Henüz yeni sünnet olmuş Garip’se Keriman ve Selami’yi korkutmaya devam ediyor.
Önce sünnetten kaçarak Selami ve Keriman’ı korkutan Garip şimdi de hastalanarak
ailesini üzdü.
Asuman ve Ramazan’ı evli ve mutlu olarak izlemek
hepimizi mutlu ediyor. Bu ne yazık ki bölünecek gibi görünüyor. Asuman
memurluğu bırakınca evin geliri haliyle düştü. Buna gönlü razı olmayan Münir
başkan damadı Ramazan’ a bir emlakçıda iş buldu. Emlakçının ne kadar düzenbaz
ve sahtekâr olduğunu gören Ramazan emlakçıya daha fala dayanamadı ve istifa
etti. Daha doğrusu hep doğrucu olduğu için kovuldu. Münir başkan bunun üzerine
başka bir iş buldu Ramazan’a. Bir nalburda iş ayarladı. Ramazan yardıma
ihtiyacı olan bir kasabalıyı hastaneye yetiştirdiği için o işe de geç kaldı.
Durum böyle olunca o işten de kovuldu. Bunu öğrenen Asuman çok üzüldü. Çok
kızdı Ramazan’a. Tartışma esnasında babasından iş için bir daha nasıl ricada
bulunacağını söyleyerek sitem etti. Ramazan bunu öğrenince utandı, çok
sinirlendi ve kapıyı çarpıp çıktı.
Ciritçi Abdullah aklındaki sırla yaşamaya çalışıyor.
Bu sırrı artık taşıyamadığını anlayan Ciritçi Abdullah Selma’nın annesine
gitti. Tekrar Divane’nin Selma’nın babası olduğunu Selma’ya söylemek istediğini
belirtti. Selma’nın annesi haliyle karşı çıktı yine. Sırrıyla mücadele edemeyen
Abdullah dede bunu bir yük olarak görmeye başladı. Vurdu kendini bozkır
yollarına ve Gönül Dağı’na.
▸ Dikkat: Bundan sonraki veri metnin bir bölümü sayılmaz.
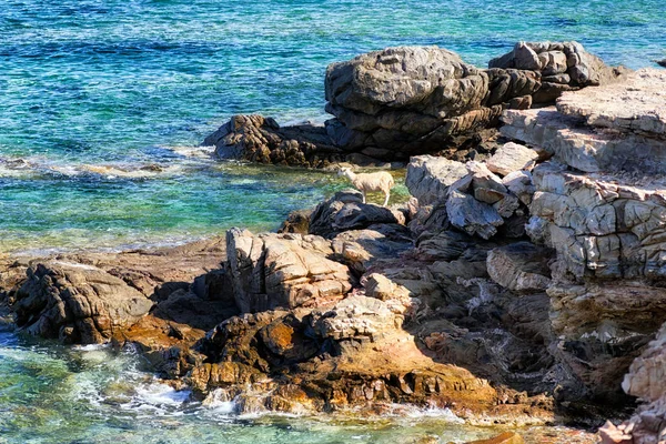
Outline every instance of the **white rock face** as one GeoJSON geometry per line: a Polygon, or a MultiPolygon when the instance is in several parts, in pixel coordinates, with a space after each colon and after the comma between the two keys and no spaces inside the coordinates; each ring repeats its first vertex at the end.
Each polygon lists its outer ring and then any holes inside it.
{"type": "Polygon", "coordinates": [[[583,117],[592,127],[666,134],[666,71],[642,69],[625,82],[565,92],[557,110],[583,117]]]}
{"type": "Polygon", "coordinates": [[[486,162],[488,170],[502,176],[519,170],[531,170],[538,153],[525,145],[514,142],[500,147],[495,154],[486,162]]]}
{"type": "Polygon", "coordinates": [[[416,155],[407,165],[406,185],[420,205],[446,199],[448,186],[467,175],[462,162],[433,155],[416,155]]]}
{"type": "Polygon", "coordinates": [[[506,110],[503,135],[544,148],[585,172],[666,173],[666,74],[565,92],[556,107],[506,110]]]}

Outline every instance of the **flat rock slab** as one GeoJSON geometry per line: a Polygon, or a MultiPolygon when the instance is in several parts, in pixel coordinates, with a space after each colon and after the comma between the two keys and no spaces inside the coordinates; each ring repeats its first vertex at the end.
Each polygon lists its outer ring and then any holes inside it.
{"type": "Polygon", "coordinates": [[[620,82],[565,92],[557,110],[593,127],[665,137],[666,71],[642,69],[620,82]]]}

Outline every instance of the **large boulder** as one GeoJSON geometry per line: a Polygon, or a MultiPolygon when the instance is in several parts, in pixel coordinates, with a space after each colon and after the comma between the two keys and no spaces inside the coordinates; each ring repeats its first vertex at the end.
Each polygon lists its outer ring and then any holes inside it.
{"type": "Polygon", "coordinates": [[[326,127],[345,151],[406,160],[496,122],[503,103],[528,107],[512,100],[538,87],[534,72],[478,70],[445,49],[389,48],[329,67],[326,127]]]}
{"type": "Polygon", "coordinates": [[[325,167],[330,157],[340,152],[323,127],[280,128],[274,119],[261,115],[234,115],[205,138],[203,144],[215,147],[215,155],[222,160],[292,167],[325,167]]]}
{"type": "Polygon", "coordinates": [[[137,289],[101,269],[61,261],[30,266],[16,297],[21,330],[83,344],[107,342],[153,306],[137,289]]]}

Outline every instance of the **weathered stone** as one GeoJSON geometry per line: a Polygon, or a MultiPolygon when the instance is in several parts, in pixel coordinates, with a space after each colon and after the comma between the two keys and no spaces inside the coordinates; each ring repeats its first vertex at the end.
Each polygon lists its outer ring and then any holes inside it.
{"type": "Polygon", "coordinates": [[[324,127],[280,128],[274,119],[261,115],[234,115],[203,144],[214,145],[219,159],[297,167],[325,167],[331,154],[341,153],[324,127]]]}
{"type": "Polygon", "coordinates": [[[591,127],[666,137],[666,72],[642,69],[622,82],[564,94],[557,110],[591,127]]]}
{"type": "Polygon", "coordinates": [[[226,233],[226,251],[243,313],[336,300],[352,289],[349,269],[327,259],[331,243],[320,236],[233,229],[226,233]]]}
{"type": "Polygon", "coordinates": [[[360,192],[337,192],[320,203],[310,216],[310,233],[332,239],[350,230],[363,230],[373,224],[405,223],[400,211],[362,203],[360,192]]]}
{"type": "Polygon", "coordinates": [[[517,242],[488,253],[488,275],[500,285],[515,292],[545,291],[551,284],[548,262],[551,249],[529,242],[517,242]]]}
{"type": "Polygon", "coordinates": [[[470,441],[466,444],[524,444],[523,437],[517,433],[505,432],[490,440],[470,441]]]}
{"type": "Polygon", "coordinates": [[[528,171],[514,171],[502,179],[502,184],[525,205],[532,203],[536,188],[532,182],[532,174],[528,171]]]}
{"type": "Polygon", "coordinates": [[[414,245],[410,231],[402,225],[370,225],[365,230],[345,231],[332,241],[339,260],[357,274],[365,273],[375,262],[400,258],[414,245]]]}
{"type": "Polygon", "coordinates": [[[519,170],[531,170],[537,159],[536,151],[508,142],[497,149],[486,165],[492,172],[505,176],[519,170]]]}
{"type": "Polygon", "coordinates": [[[483,239],[491,239],[504,223],[493,206],[455,190],[450,192],[446,213],[453,226],[483,239]]]}
{"type": "Polygon", "coordinates": [[[462,162],[432,155],[412,158],[407,165],[405,184],[420,205],[430,205],[446,199],[448,186],[467,175],[462,162]]]}
{"type": "Polygon", "coordinates": [[[296,210],[289,213],[286,220],[278,229],[279,233],[307,234],[312,210],[296,210]]]}
{"type": "Polygon", "coordinates": [[[538,84],[529,71],[480,71],[436,47],[389,48],[329,67],[329,134],[343,150],[406,160],[494,124],[502,103],[524,103],[538,84]]]}
{"type": "Polygon", "coordinates": [[[17,325],[69,343],[102,343],[145,315],[153,302],[124,281],[92,265],[61,261],[28,269],[17,292],[17,325]]]}

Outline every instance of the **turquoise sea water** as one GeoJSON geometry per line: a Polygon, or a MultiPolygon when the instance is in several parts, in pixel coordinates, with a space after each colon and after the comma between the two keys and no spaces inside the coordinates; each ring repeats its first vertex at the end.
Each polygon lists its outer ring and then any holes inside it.
{"type": "Polygon", "coordinates": [[[275,228],[341,184],[183,154],[231,114],[321,120],[325,67],[395,44],[482,65],[576,39],[649,65],[664,17],[662,0],[0,0],[0,251],[275,228]]]}
{"type": "MultiPolygon", "coordinates": [[[[483,65],[517,40],[608,63],[666,58],[663,0],[0,0],[0,253],[164,244],[274,229],[342,186],[221,164],[196,145],[234,113],[325,119],[333,61],[437,44],[483,65]]],[[[131,355],[0,333],[0,443],[463,442],[444,414],[370,424],[236,418],[157,384],[131,355]]],[[[571,442],[564,438],[561,442],[571,442]]]]}

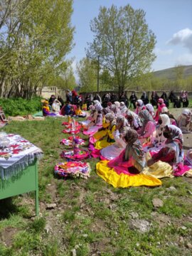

Divane’yle konuştu ve inanılmaz bir şey öğrendi.
Meğerse Divane Selma’nın kızı olduğunu hissetmiş. Selma öğretmen bu bölümde
kaybolan ve asileşen Erkan’ı da buldu. Erkan Zahide ve Sefer’i çok üzmeye
başladı. Büyük bir psikolojik eşikten geçen Erkan okuldan da bir yanlış
anlaşılma sebebiyle disiplin cezası almak üzere.
Zahide Halime’nin hasta olduğunu öğrenince yıkıldı.
Annesinin Taner’i neden evlendirmek istediğini sonradan anladı. Halime anne
Taner’in evlenmesi için ikna etsin diye Zahide’yle konuştu. Zahide Taner’le
yeniden evlilik konusunda konuşunca bunun çok zor olduğunu bir kere daha
anladı. Taner Dilek’e kavuşunca kalbinde sadece o olduğunu görmesini istediğini
söyledi. Halime tekrar baskı yapınca Taner ve Halime kavga etti. Halime Ali’ye
bakmakta zorlandığını söyleyince Taner annesine yük olduğunu düşünüp evi terk
etti. Ali’yle beraber Gülsüm öğretmene gitti. Gülsüm öğretmen başta Halime’ye
Taner’i evlendirmek istediği için kızdı ama sonra gerçeği öğrenince Taner’in
her şeyi öğrenmesi için ısrarcı oldu. Gülsüm öğretmen sayesinde Taner annesinin
gerçeğini öğrendi. Doğal olarak annesinin çok hasta olması Taner’i çok üzdü.
Taner işte bu nokta da tam da türküdeki gibi iki büyük nimeti arasında kaldı.
Annesi ve Dilek arasında. Bakalım Taner ömrümün dileği dediği Dilek’i geride
bırakıp yeniden evlenecek mi? İzleyiciler ikiye ayrılmış durumda. Kimi
izleyiciler Taner’in Dilek’e olan bağı dizi boyunca devam etsin istersen kimi izleyiciler
de Selma ve Taner olsun istiyor. 3. Sezonuna rağmen rekorlar kırmaya ve 11
küsür reyting almaya devam eden dizi takdir topluyor.